Households could save $5,443 a year and a third of national emissions by electrifying, report says


Australian households, if supported by governments and the private sector, could be the vanguard of decarbonisation. Castles and Cars, published today by Rewiring Australia, posits that despite Australia’s federal foot dragging and coal-intensive grid, the country has all the tools it needs to rapidly cut emissions and save individual households thousands along the way.

The average Australian household uses 102 kWh of energy a day at a cost of $5,248 a year, according to the report, much of which comes down to the operational expenditure on emissions-heavy fuels like petrol and gas, typically used to power cars, stoves, and heaters.

But replacing these fossil-fuel powered appliances and vehicles with versions which can run on electricity generated by solar systems could save the households $5,443 a year and cut their emissions to zero, the report finds.
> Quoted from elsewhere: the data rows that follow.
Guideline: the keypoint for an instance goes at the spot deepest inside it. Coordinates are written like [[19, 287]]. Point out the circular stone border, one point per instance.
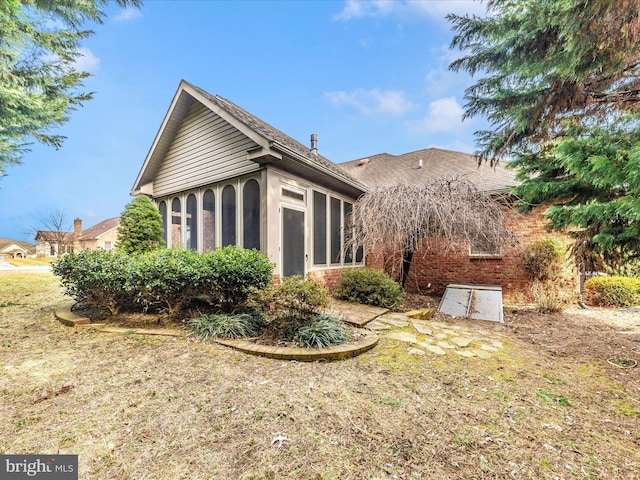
[[370, 340], [306, 354]]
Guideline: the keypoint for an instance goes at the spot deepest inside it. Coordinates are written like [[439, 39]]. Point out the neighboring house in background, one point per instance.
[[14, 249], [220, 176], [51, 244], [103, 235]]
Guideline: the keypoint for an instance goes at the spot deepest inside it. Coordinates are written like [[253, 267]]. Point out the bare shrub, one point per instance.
[[543, 259], [403, 218], [550, 297]]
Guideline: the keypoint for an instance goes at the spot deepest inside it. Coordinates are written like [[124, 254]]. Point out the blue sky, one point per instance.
[[367, 76]]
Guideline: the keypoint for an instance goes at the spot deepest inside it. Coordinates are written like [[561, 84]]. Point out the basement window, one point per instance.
[[485, 248], [295, 195]]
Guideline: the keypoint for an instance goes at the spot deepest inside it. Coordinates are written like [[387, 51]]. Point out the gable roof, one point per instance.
[[386, 169], [95, 232], [273, 144], [51, 236]]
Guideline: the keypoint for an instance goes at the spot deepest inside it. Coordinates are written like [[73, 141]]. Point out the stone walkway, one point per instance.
[[421, 336]]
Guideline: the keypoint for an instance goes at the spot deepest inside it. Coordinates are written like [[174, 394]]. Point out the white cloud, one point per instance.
[[375, 101], [128, 14], [436, 9], [86, 61], [440, 80], [443, 115]]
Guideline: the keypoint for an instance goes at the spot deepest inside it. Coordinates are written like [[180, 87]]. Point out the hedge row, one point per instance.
[[170, 278], [613, 291]]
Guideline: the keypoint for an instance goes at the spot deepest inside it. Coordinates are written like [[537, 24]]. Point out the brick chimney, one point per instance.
[[77, 235]]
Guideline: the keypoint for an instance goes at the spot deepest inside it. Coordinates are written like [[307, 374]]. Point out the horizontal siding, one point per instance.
[[206, 149]]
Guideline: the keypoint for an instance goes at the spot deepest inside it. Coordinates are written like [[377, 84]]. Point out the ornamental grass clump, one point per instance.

“There is nothing but good news stories if we apply enough optimism and enough ingenuity,” Saul Griffith said at the report’s launch today, which came in the form of a webinar featuring Lily D’Ambrosio, Victoria’s Minister for Energy, Environment and Climate Change, and Richie Merzian from the Australia Institute. New South Wales’ Minister for Energy and Environment, Matt Kean, was also supposed to be joining the online talk, but instead spent the day being sworn in as the state’s treasurer, a position he will hold alongside the environment portfolio, following premier Gladys Berejiklian’s shock resignation last week.

Griffith, who has advised the Biden administration on its energy policy, is cognisant that while the necessary technology is already here, new levels of cooperation will still need to be established. “This is not going to be solved without a public-private partnership like we’ve never seen before,” Griffith said.

“Government has to make the regulatory costs go away… and banks and individual households need to come to the table to finance it because it’s beyond a single government.”

“We need to get in it together as communities, as households, as nations and we need to solve these problems and look creatively.”

What it might look like to electrify everything, starting at home

While electrifying everything sounds like a simple and neat solution, it hits a major snag right out the gate – capital expenditure. Households with solar systems might not have to pay any operational costs once they have the appliances (if they use them wisely), but as it stands most electric things aren’t cheap to buy or install.

Which is where governments come in, with the report saying rebates and financing to low income households during the transition should “be a national priority”.

“If we begin electrifying our homes with roughly 3% in 2022, 15% in 2024, and 40% in 2026, the spending required to pay for the capital cost difference (or break even point) is predicted to be around $12 billion in total,” the report reads.

“For context, that’s just roughly ~9% of what we are predicted to have spent on the Covid-19 response in the last two financial years, or roughly ~18% of our defence spending in those two years.”

Moreover, the report estimates the cumulative savings will be more than $300 billion by 2035.

Heat pumps

Interestingly, the report hones in on heat pump technology in particular, saying: “water heaters or space heaters burning natural gas use about three times as much energy as a heat pump for the same result. 

“A heat pump is the technology that makes your refrigerator and your air conditioning work, and can be run in a reversible or mini-split system to also heat your home or water. Heat pumps use electricity to separate out the heat and the cold from air. They typically need only 1 unit of electricity to make 3-4 units of heat.”


Pv magazine has been focussing heavily on heat pumps over the past few months, examining the prediction the technology could be one of the decade’s most significant turns in energy efficiency and therefore decarbonisation.

“We have the ideas, we have the creativity. We’ve got to loosen the grip on some of the things we hold a little bit too dear and actually realise there are better solutions and they are right here right now,” Griffith said.